Along with 16-bit microcontrollers (MCUs), there are some very attractive DSPs that perform like MCUs, yet have real DSP capabilities. The typical DSP works on 16-bit data and is managed by a host processor—a microprocessor (MPU) or MCU that sets up the DSP; performs scheduling, data processing, and control functions; and manages the entire system. A few vendors now offer these blended processors by combining the attributes of both.
Such blended MCU-DSPs have the Harvard-style bus structure that lets a DSP access two or three memory spaces at once, as well as the fast single-cycle MAC operations. Bit manipulation, logical operations, conditional branching, software stacks, and intricate memory indexing add to the normal DSP functions of single-cycle multiply-accumulates (MACs), modulo addressing and circular buffers, no-overhead looping, overflow handling, and flexible interrupt structure. With numerous peripheral circuits on board to help the blended processor, these parts can be very powerful.
Blended MCU-DSPs typically perform comparably to 16-bit MCUs, challenging traditional DSPs at the same clock rate. Applications such as higher-end motor control, mid-range telephony, datacom, consumer audio, uninterruptible power supplies, industrial, and certain automotive applications benefit from fewer chips. The second chip consumes space and power, adds cost, and tacks on that many more pins to solder down and test.
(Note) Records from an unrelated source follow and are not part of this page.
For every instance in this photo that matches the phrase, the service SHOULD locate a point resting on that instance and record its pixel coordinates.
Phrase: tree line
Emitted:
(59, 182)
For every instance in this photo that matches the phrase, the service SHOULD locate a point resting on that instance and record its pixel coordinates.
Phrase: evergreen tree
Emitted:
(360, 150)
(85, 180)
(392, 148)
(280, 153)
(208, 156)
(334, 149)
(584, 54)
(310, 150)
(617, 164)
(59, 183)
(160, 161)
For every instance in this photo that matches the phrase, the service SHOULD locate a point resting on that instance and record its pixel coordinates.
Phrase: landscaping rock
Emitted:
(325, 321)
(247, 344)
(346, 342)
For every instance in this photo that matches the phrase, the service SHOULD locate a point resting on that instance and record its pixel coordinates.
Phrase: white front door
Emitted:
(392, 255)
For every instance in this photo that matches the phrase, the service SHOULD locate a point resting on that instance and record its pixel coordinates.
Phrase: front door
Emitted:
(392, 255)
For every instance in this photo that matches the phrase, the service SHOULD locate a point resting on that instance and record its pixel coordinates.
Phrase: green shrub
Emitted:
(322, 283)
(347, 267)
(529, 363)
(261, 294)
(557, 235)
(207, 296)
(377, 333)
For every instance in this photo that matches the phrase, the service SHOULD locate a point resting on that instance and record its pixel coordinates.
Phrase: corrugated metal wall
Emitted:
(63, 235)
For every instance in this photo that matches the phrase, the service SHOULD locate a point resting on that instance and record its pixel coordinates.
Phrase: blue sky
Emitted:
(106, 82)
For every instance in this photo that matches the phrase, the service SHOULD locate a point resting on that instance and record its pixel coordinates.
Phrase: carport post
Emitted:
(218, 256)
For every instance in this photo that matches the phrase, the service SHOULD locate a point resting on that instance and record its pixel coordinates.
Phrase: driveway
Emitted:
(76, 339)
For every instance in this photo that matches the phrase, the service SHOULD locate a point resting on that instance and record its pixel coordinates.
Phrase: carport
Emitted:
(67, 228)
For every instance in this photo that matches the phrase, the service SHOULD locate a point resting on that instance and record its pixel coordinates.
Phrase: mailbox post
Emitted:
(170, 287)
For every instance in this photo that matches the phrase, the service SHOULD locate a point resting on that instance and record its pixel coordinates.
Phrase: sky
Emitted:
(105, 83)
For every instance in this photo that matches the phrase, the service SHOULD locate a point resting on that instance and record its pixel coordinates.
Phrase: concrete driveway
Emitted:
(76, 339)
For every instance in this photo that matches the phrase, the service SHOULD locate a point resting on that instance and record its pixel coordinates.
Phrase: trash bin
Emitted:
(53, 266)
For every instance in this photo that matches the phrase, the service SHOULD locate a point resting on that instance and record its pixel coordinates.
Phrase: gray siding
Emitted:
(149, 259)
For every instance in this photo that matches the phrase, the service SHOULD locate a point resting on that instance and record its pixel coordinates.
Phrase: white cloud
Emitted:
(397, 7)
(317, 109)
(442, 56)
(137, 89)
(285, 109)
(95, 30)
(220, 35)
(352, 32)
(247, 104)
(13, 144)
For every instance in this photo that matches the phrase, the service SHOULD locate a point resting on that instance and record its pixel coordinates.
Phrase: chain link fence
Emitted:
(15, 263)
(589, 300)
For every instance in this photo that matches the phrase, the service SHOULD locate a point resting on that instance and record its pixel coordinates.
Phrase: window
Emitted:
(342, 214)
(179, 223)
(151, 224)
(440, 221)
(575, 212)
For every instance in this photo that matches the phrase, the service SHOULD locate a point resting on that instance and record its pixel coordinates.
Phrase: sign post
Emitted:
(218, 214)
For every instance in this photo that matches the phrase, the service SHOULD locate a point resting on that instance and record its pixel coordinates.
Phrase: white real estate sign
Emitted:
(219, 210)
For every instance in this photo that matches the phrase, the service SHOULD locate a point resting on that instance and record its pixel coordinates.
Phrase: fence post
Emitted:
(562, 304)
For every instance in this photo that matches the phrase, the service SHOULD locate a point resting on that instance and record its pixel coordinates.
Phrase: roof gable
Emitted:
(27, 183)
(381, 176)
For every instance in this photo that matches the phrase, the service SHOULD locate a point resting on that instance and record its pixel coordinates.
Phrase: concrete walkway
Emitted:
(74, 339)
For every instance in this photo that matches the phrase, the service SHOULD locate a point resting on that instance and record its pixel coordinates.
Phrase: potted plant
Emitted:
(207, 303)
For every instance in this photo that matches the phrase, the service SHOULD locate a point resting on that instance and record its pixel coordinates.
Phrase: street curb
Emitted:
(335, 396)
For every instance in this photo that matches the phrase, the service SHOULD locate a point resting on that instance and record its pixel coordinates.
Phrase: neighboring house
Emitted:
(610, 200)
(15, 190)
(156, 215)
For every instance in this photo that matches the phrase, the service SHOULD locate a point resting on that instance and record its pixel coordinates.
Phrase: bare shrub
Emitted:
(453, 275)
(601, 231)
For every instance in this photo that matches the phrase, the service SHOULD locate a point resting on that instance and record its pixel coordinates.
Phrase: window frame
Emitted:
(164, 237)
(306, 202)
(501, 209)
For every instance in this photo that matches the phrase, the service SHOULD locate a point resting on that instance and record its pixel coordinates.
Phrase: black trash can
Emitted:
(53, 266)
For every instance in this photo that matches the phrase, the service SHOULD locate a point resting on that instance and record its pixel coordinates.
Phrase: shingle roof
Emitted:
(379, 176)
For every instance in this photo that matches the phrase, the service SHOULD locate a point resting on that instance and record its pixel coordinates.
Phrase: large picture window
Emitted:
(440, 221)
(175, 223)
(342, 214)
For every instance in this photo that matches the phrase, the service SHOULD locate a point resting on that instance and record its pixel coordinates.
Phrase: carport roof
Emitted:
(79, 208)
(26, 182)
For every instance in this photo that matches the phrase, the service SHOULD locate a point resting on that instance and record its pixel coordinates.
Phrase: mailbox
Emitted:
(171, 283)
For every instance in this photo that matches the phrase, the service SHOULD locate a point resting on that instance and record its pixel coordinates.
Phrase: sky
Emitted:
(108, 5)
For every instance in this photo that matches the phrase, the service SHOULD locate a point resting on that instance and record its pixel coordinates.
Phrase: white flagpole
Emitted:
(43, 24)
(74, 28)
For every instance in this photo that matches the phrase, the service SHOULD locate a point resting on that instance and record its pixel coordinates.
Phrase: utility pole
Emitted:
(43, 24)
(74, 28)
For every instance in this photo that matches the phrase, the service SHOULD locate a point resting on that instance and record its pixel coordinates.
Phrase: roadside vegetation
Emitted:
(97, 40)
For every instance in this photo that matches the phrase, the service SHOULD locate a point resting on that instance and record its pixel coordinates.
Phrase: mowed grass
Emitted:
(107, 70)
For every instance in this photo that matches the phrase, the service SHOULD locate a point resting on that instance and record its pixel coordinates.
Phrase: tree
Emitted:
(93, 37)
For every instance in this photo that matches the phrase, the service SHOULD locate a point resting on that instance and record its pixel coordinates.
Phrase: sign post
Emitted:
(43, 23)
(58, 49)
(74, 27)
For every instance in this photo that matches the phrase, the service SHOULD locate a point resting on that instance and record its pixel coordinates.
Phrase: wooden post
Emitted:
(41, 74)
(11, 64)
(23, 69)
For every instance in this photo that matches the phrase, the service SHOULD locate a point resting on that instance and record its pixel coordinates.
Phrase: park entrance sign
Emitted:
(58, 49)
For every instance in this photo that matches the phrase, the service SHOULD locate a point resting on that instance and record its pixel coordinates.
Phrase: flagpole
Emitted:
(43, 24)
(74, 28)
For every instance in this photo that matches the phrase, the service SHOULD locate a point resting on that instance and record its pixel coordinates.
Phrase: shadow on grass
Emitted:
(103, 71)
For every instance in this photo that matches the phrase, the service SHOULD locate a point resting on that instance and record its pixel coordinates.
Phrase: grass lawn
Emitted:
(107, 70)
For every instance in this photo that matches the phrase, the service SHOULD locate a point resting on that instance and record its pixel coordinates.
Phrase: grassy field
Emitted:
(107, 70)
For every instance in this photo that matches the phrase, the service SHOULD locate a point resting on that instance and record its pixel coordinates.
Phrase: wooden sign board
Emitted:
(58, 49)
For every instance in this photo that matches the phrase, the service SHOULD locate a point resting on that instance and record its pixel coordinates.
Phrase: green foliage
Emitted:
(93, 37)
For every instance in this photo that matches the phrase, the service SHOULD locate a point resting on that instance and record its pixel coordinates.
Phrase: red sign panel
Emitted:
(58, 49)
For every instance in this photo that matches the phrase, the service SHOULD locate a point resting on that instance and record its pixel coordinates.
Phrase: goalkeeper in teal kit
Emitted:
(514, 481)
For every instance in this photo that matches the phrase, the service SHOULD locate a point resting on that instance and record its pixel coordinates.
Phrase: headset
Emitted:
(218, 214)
Eliminate it and that's one less chip to be ordered and inventoried, and maybe one less vendor to qualify on the bill of materials.
For many years, Motorola has sold a blended MCU-DSP. The 56800 DSP family includes 16-bit 56000 DSPs with registers, addressing, and controller instructions modeled after the 68HC11 MCU and a bit of the 68000 MPU. A few years ago, Motorola revamped the design with a faster, enhanced version. It now offers a dozen or so parts, many flash-based, running up to 120 MHz.
Texas Instruments brought out a DSP with MCU instructions about five years ago. But the 'C2700 architecture faded away once it failed to gain a foothold in the disk-drive industry for which it was targeted.
Two years ago, Microchip announced that it would enter the 16-bit MCU market with a new blended MCU-DSP architecture. The "dsPIC" is still being worked on, but 20 configurations are shown. Digital signal processing requires more sophisticated programming, so hopefully Microchip can remove some of the fear that engineers may have in stepping into DSP, as they did with MCUs.
Working out the interdependencies between control code and signal processing code may be more difficult with far more resources being shared in a blended chip. But in separate chips, this can be more cumbersome simply because the same development tool might not support both the MCU and DSP, which could come from different vendors. At least with the blended chip, the tools and the compiler will obviously support both the control code and the DSP code as it is one and the same.